His view started to spin when he bumped into the chair he’d thrown through the window, bobbing along in the water. He latched onto it and rested for a moment.

Then he kept swimming past the point where rational thought existed in his head until he could hear a difference in the sound of the waves. They were no longer crashing on a rocky cliff but now … spreading out over a beach of shells?

He turned and swam inland. Now that his safe haven was so close, his energy rapidly dwindled and when his feet met crustacean shells underneath, it was all he could do to lurch out of the water, crawl up the shore, and pass out.

When he awoke, the light of Hysh was starting to lighten the sky.

Slowly levering himself up, he looked himself over. He was fine. Healthy. Just a few cuts on his palms and knees from when he’d crawled out of the water.

He draped the cloak over his shoulders and pulled the hood up before walking back to the Ember Road, where he stood motionless.

Tagada looked up the road to the burnt crisp of the manor. And then back down the road to the small town he’d left some days prior.

There was nothing left for him in the manor. He couldn’t even continue his pilgrimage without the comet.

It was that fact that decided him. It was made of pure chamonite metal. Perhaps it would have survived the blaze. He set off towards the manor.

As he walked towards the manor, he saw several sets of tracks heading in the opposite direction. He paused to inspect them.
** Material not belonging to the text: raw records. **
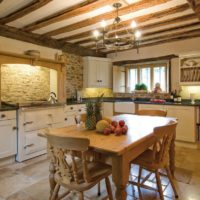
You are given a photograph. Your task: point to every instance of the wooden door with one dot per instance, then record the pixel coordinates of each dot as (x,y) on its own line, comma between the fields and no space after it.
(8,138)
(186,128)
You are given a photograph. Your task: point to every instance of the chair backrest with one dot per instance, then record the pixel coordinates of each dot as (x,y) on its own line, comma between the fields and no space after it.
(160,113)
(66,153)
(164,136)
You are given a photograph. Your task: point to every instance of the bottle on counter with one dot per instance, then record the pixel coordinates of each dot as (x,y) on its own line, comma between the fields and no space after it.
(172,95)
(175,96)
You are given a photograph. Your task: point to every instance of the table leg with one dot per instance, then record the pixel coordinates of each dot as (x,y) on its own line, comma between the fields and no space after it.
(120,174)
(52,182)
(172,155)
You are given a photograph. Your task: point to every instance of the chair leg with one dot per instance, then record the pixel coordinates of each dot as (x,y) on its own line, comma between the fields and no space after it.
(99,189)
(81,196)
(159,185)
(55,192)
(108,187)
(140,174)
(171,181)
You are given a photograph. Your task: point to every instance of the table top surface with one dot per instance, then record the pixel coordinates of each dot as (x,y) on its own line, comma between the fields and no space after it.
(140,129)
Mostly children and youths, a few adults.

A lightness entered his step as he walked. He realized, that even if he found the comet, he wouldn’t continue his pilgrimmage immediately. He would track down those refugees, and if they had criss crossed scars on their forearms, he would kill them.
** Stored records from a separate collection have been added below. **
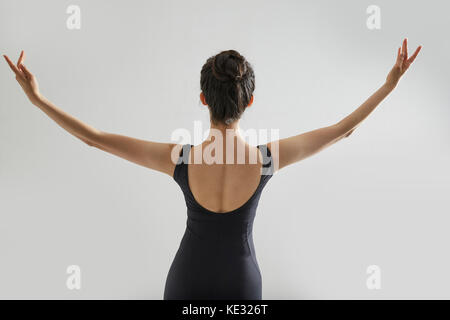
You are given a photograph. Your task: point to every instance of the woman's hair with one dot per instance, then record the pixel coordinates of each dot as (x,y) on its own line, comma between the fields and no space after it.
(227,82)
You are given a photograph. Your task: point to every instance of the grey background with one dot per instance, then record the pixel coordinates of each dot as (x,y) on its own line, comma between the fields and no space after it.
(379,197)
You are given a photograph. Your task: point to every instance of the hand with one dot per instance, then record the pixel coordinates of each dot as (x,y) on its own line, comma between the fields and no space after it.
(402,64)
(25,78)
It felt good to have purpose again.

As he walked, he remembered the sigmarite priest from the small town who had directed him towards the manor. The priest with the criss crossed scars on his forearms. Looks like he would be travelling backwards, at least a bit. The heart of this web might be burnt out, but the tendrils went further than he’d initially realized.

He smiled grimly.

He searched for hours. He threw rubble, levered up masonry, scattered ashes. But the metal twin-tailed comet, the one that he had carried around his neck for a thousand miles barefoot … it was nowhere.

Nor was there any trace of the metal it contained, even should it have melted. He thought about abandoning the search, but the idea of returning empty handed without anything but his word to explain its disappearance, well that thought had him searching for far longer than he thought was productive.
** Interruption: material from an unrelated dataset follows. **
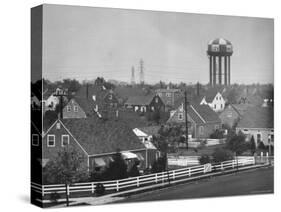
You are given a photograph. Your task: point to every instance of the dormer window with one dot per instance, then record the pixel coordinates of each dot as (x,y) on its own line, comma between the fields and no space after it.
(35,140)
(64,140)
(68,108)
(51,141)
And so, finally, in the centre of the manor around where he had initially spoke with the stormcast masquerading as his mother, he found an odd looking rock. Bracing himself, and lifted it up.

Underneath was a sword, a waterskin, and a piece of paper. There was something written on it in a messy scrawling script that he recognized was his mother’s.

Tagada,

I knew when I came down and saw you that Sigmar intended me to find you. It soothed my soul to see you alive and well. Oddly, I find myself happy to find you in Aqshy and not in Azyr leading the Bluestar tribe, where I had assumed you would be. You’re meant for more than that.

I remember pronouncing judgment and then I don’t remember anything after the first few moments of meting it out. Then I awoke to find myself in this ruin. I can only hope that you survived, and that I didn’t cause the death of any innocents. I am heading back to Azyr and I took the comet with me. I don’t know by what measure or magic it allowed you to summon me, but it’s something my fellow stormcast must study. Tagada, may the breeze carry you forward to great love, great life, and great glory.

Your mother, Jrayana.

Tagada took a swig from the waterskin, folded up the paper and tucked it into his waistband. He grabbed the sword and set off after the tracks he’d seen.

As he did, one single tear rolled down his cheek.